Slow down multitaskers, you're moving too fast

There's growing evidence that multitasking may be hurting productivity and actually making workers worse thinkers - and businesses need to re-examine goals in this area, reports MarketWatch.


"It's unequivocally the case that workers who are doing multiple things at one time are doing them poorly," said Clifford Nass, director of the Communication Between Humans and Interactive Media Lab at Stanford University. "The human brain just really isn't built to switch rapidly from one task to another. Workers who constantly multitask are hurting their ability to get work done, even when they are not multitasking. People become much more distracted, and can't manage their memory very well."

Companies that demand multitasking may be damaging productivity. "It would be a total tragedy if when we have so much potential to make the work force more intelligent, we are actually making the work force dumber," Nass said.

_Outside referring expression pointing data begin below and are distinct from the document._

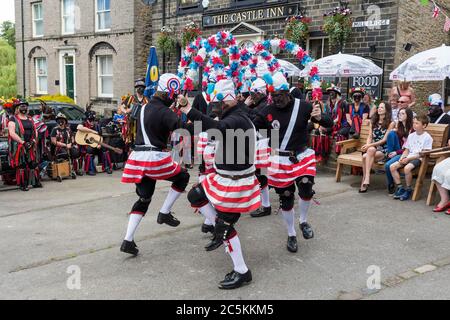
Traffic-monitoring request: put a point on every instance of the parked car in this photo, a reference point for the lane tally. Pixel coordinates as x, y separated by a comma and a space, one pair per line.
75, 114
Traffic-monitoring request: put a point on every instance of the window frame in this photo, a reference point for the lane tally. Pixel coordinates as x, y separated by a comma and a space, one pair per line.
323, 38
97, 20
63, 25
34, 20
100, 76
37, 76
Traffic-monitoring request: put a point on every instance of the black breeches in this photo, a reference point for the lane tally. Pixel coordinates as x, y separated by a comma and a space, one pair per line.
146, 188
287, 195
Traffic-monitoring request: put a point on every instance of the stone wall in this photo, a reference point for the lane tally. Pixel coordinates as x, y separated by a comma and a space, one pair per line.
384, 38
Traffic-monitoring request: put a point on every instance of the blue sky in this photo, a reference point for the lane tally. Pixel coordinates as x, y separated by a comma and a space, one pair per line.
7, 10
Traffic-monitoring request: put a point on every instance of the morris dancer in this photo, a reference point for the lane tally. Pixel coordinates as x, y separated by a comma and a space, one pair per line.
150, 161
294, 162
22, 147
233, 189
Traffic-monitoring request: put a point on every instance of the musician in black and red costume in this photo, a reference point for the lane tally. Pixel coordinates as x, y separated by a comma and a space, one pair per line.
294, 164
22, 147
233, 188
151, 161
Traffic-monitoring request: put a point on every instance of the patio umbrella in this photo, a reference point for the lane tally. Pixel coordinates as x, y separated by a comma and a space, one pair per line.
343, 65
429, 65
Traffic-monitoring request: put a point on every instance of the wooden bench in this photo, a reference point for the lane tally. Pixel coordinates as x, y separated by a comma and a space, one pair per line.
439, 133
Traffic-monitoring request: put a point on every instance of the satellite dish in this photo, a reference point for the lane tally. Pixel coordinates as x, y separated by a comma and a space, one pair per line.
149, 2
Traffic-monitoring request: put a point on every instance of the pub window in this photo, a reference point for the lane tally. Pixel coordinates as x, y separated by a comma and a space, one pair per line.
41, 75
105, 76
68, 16
447, 92
318, 47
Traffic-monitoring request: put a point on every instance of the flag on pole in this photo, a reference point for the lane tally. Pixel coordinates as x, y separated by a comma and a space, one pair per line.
152, 77
436, 12
447, 24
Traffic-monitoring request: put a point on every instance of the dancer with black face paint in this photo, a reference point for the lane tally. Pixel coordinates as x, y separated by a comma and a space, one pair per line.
150, 161
22, 147
294, 163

"Companies that are demanding that workers multitask might not only be hurting their productivity, but may be making the workforce worse thinkers."

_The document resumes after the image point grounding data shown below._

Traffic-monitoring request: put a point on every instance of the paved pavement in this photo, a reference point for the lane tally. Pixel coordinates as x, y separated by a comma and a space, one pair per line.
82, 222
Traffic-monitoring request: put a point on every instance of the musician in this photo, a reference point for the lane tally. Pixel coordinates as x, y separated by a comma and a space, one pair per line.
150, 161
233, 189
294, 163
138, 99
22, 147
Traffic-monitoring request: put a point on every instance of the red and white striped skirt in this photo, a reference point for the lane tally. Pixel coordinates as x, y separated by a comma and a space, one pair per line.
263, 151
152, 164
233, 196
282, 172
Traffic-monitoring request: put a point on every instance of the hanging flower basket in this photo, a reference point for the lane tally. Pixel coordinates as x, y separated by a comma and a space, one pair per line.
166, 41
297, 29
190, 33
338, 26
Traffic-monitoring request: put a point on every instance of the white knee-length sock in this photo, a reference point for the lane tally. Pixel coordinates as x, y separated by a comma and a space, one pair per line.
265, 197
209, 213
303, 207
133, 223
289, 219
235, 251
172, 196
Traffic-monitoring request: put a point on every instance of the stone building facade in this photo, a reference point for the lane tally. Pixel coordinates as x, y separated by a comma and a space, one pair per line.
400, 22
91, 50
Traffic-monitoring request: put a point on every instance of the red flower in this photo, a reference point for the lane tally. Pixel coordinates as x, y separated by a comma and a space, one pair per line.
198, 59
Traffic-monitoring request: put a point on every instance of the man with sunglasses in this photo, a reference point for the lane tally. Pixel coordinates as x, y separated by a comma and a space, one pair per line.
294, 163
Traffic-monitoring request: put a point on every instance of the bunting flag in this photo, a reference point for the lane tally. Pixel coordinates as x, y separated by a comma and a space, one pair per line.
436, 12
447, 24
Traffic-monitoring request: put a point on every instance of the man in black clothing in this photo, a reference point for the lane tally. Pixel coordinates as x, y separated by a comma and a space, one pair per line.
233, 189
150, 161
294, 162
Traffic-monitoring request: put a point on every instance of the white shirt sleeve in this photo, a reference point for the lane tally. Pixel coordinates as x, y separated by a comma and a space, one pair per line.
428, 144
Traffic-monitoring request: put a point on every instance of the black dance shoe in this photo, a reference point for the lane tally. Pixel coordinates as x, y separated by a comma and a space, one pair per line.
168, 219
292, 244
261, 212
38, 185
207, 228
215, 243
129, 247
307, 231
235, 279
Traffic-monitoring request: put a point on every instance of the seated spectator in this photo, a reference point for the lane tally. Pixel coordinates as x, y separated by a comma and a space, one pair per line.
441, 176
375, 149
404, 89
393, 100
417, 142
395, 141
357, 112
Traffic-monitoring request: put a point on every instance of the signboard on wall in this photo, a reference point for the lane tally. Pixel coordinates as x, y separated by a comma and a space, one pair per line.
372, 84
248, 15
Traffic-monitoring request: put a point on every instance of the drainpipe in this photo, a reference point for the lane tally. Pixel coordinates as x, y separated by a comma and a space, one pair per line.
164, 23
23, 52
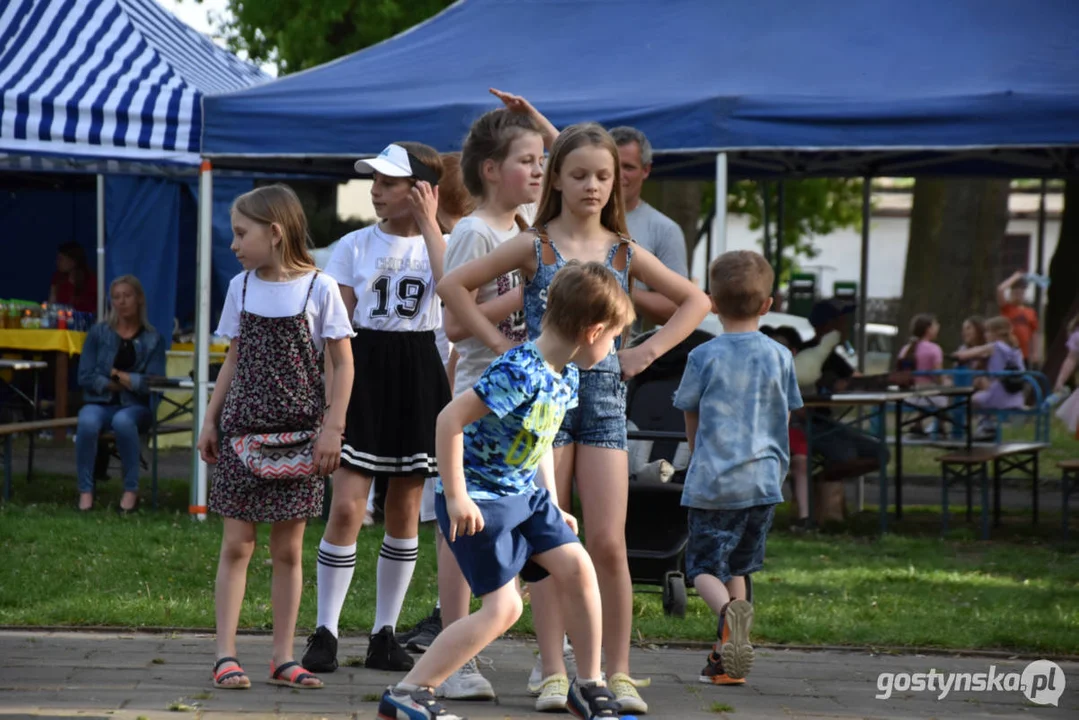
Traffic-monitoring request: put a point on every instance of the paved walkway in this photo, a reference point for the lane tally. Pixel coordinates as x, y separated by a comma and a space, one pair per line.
135, 676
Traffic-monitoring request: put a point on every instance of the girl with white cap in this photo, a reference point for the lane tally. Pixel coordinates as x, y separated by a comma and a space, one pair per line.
386, 273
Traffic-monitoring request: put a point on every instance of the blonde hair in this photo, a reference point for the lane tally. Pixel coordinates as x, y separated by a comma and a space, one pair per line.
112, 318
277, 205
613, 216
489, 138
740, 283
1001, 327
453, 197
583, 295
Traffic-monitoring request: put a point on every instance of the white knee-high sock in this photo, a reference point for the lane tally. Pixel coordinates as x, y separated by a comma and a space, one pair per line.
336, 566
396, 564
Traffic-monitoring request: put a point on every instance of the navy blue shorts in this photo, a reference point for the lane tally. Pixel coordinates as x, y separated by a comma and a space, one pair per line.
515, 528
725, 543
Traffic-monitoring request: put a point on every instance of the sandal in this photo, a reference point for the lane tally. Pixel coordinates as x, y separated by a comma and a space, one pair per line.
220, 676
296, 676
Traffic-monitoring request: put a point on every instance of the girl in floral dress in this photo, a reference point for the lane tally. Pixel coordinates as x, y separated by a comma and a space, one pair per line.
281, 314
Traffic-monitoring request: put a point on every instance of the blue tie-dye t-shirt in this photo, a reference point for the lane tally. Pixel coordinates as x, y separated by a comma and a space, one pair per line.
528, 401
743, 386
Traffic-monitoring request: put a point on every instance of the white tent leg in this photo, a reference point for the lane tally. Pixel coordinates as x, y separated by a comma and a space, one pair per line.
100, 247
863, 274
197, 505
719, 241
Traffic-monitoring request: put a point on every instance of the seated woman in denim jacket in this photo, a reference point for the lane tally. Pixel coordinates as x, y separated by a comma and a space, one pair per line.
117, 360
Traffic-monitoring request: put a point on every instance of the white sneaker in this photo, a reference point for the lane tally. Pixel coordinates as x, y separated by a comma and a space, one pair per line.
554, 692
466, 683
536, 679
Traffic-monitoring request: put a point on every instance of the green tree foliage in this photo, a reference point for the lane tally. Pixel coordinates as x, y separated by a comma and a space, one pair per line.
296, 35
814, 207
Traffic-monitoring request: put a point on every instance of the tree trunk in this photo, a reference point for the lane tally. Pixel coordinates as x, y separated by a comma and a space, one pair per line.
953, 258
1063, 294
680, 201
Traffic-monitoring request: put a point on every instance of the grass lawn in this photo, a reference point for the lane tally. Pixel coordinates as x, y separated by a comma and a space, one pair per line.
1018, 593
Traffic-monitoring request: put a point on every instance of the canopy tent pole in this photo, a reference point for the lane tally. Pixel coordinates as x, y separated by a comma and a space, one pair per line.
719, 240
197, 505
767, 221
1039, 293
780, 204
100, 247
863, 275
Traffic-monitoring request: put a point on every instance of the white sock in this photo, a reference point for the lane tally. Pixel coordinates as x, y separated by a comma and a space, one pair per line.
336, 566
396, 564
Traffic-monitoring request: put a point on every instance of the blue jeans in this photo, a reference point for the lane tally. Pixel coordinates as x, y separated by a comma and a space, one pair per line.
126, 423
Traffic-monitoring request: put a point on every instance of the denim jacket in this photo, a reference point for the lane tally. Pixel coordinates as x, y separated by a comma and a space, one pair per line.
98, 354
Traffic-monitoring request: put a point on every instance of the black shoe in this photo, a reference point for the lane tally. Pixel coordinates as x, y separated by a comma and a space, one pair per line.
321, 655
425, 633
592, 701
436, 614
385, 653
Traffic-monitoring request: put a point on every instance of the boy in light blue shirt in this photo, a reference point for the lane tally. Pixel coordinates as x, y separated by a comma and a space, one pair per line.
737, 393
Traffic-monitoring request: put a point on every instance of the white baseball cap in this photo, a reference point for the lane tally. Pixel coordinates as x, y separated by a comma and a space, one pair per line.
395, 161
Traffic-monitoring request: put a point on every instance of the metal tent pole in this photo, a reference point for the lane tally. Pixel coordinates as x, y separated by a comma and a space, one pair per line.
100, 247
197, 504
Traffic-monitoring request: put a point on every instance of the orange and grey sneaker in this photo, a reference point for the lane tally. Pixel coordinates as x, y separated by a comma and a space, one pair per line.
735, 650
713, 673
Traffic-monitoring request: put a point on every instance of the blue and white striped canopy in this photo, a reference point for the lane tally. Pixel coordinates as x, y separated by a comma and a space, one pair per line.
107, 79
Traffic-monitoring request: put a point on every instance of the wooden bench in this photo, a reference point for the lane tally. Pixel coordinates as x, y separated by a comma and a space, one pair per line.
966, 465
11, 430
1069, 483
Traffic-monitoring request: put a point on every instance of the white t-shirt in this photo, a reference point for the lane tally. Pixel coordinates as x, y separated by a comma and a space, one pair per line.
327, 316
392, 279
473, 238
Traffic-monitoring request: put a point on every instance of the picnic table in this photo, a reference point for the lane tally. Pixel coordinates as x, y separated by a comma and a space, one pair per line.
877, 403
60, 344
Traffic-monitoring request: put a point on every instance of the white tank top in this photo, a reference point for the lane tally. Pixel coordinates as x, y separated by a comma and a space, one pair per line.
392, 279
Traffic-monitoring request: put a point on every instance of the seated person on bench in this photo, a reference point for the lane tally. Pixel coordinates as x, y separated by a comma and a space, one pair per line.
118, 357
847, 451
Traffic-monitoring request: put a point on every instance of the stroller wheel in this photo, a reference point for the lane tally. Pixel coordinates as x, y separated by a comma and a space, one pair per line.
674, 597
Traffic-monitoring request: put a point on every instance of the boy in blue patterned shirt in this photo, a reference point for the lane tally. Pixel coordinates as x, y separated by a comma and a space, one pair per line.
737, 393
497, 522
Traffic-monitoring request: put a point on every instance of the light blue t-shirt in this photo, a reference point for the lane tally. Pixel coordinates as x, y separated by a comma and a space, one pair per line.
528, 401
743, 386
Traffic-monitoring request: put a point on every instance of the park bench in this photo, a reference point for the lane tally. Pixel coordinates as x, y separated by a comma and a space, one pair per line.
1069, 483
966, 465
9, 432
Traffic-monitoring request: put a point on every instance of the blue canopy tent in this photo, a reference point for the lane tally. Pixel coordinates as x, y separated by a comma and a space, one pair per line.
765, 89
828, 87
113, 89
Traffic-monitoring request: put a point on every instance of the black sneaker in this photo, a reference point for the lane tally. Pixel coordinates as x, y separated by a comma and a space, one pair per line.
385, 653
426, 632
713, 673
592, 701
321, 654
429, 625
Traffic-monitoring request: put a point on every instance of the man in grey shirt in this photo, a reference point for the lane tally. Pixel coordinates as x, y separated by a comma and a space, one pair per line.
653, 230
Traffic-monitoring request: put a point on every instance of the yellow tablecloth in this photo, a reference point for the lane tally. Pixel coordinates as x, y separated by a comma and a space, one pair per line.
57, 341
190, 348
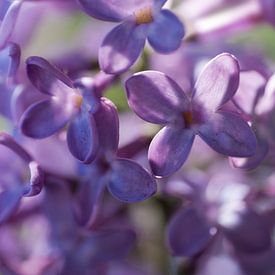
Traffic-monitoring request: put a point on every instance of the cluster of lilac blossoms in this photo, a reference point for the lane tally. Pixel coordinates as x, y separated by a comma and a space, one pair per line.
119, 157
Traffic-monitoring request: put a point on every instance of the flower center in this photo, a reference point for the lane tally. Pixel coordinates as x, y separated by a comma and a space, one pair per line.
144, 16
77, 100
188, 118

Nass and other researchers found that heavy media multitaskers are "more susceptible to interference from irrelevant environmental stimuli," and are worse at switching between tasks, likely because of their lesser ability to ignore irrelevant information.Some companies are beginning to worry about the impact of multitasking, Nass said. "Slowly you are starting to see companies starting to change from everything having to be answered immediately," Nass said.


One of the most worrying effects from an employer's point of view may be the trouble that chronic multitaskers have focusing. "They are seduced by irrelevancy. They are constantly distracting themselves. They will look for distraction even when no such distraction exists," Nass said. "We are creating a culture that encourages workers to be less effective, handle information poorly and have a tougher time in social relationships. What does the workforce look like where people can't pay attention, where people can't think deeply, and where people lack emotional skills? It's a pretty scary world."


Although it can be tough to resist an unread email or an instant message, the reward is completing tasks at a higher quality level.

Here are tips from the experts about how to stop, or at least curb, multitasking: Strategize: Plan ahead and remove the possibility of distraction. If there are [fewer] things tempting you, it's easier to focus on the job at hand; Work on a single task for at least 20 minutes: This trains you to focus, to think deeply; Make face time sacred: "It's very, very important for the human brain to really spend some time talking to one person, face-to-face, without any technological distraction," Nass said.